Hammond analyzed claims made last month by Assembly Health Committee Chairman Richard Gottfried, who authored legislation to enact a state-run single-payer system and said it would reduce health-care expenditures in 2019 by $45 billion, or 16 percent. Gottfried’s statements were based on a report prepared in 2015 by a University of Massachusetts at Amherst economics professor.
Hammond raised several concerns, including:
- Gottfried’s proposed system would require $92 billion in new state tax revenue, more than double the state’s current annual revenue of $77 billion. The top income tax rate in New York City would more than double, from 12.7 percent to 28.7 percent.
- Funneling all health-care spending through Albany would increase opportunities for corruption and mismanagement.

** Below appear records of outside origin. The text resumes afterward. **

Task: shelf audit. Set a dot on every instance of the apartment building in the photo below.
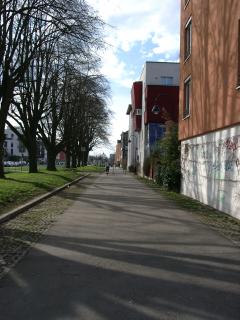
(154, 100)
(209, 115)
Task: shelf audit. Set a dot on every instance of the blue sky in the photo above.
(142, 31)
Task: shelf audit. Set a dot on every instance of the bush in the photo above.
(146, 166)
(169, 168)
(132, 168)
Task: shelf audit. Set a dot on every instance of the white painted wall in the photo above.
(151, 75)
(211, 169)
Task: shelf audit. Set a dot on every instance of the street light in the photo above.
(135, 151)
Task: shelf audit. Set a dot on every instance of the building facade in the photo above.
(154, 99)
(209, 115)
(118, 153)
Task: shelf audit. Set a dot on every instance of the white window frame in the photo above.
(187, 80)
(187, 54)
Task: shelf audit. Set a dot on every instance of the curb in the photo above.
(13, 213)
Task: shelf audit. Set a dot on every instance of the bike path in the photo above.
(121, 251)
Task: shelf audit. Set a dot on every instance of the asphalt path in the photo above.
(123, 252)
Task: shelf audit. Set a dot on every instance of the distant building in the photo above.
(118, 153)
(209, 117)
(124, 149)
(154, 100)
(112, 159)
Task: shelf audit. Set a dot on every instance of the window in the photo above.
(186, 3)
(238, 70)
(138, 112)
(188, 39)
(187, 97)
(166, 81)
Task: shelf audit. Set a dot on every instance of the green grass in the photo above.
(224, 223)
(18, 187)
(92, 169)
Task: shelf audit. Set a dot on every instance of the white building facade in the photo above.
(158, 84)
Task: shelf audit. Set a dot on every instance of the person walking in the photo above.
(107, 169)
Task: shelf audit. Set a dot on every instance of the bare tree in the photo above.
(21, 43)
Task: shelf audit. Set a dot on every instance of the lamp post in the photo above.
(135, 150)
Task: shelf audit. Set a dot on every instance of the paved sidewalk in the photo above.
(122, 252)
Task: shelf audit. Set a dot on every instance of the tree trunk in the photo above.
(68, 159)
(32, 156)
(51, 160)
(1, 156)
(85, 157)
(74, 161)
(5, 103)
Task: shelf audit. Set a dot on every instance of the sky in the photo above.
(140, 31)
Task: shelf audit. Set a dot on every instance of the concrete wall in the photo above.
(211, 169)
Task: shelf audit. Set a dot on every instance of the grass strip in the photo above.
(20, 187)
(220, 221)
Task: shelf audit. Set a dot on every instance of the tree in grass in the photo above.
(166, 155)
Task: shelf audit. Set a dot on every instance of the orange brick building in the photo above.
(209, 115)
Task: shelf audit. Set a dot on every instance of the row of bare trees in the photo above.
(50, 87)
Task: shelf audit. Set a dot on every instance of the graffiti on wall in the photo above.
(218, 160)
(211, 171)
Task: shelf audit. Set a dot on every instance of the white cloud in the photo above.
(153, 25)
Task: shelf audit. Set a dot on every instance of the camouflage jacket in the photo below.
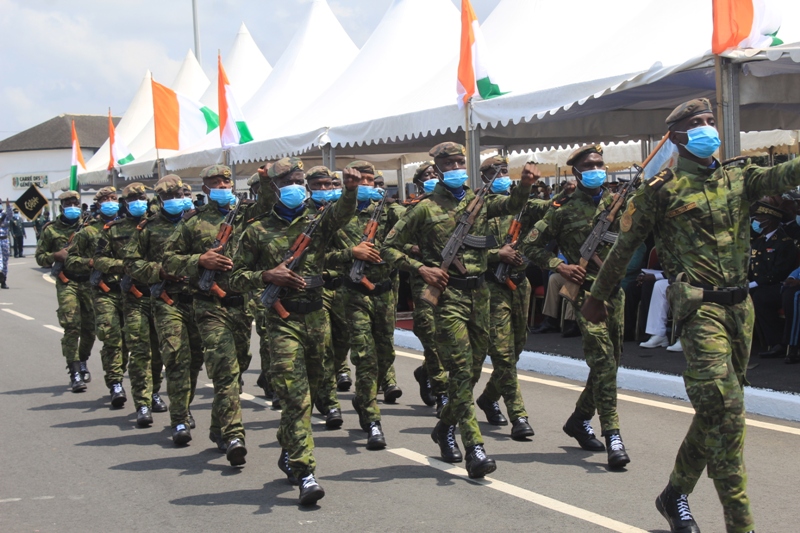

- New York would risk becoming a magnet for people from other states seeking expensive care at no cost to them.
Hammond also notes that the State has been achieving savings by moving in the opposite direction, enrolling Medicaid patients in private managed-care health plans.
The Empire Center, based in Albany, is an independent, non-profit, non-partisan think tank dedicated to promoting policies that can make New York a better place to live, work and do business.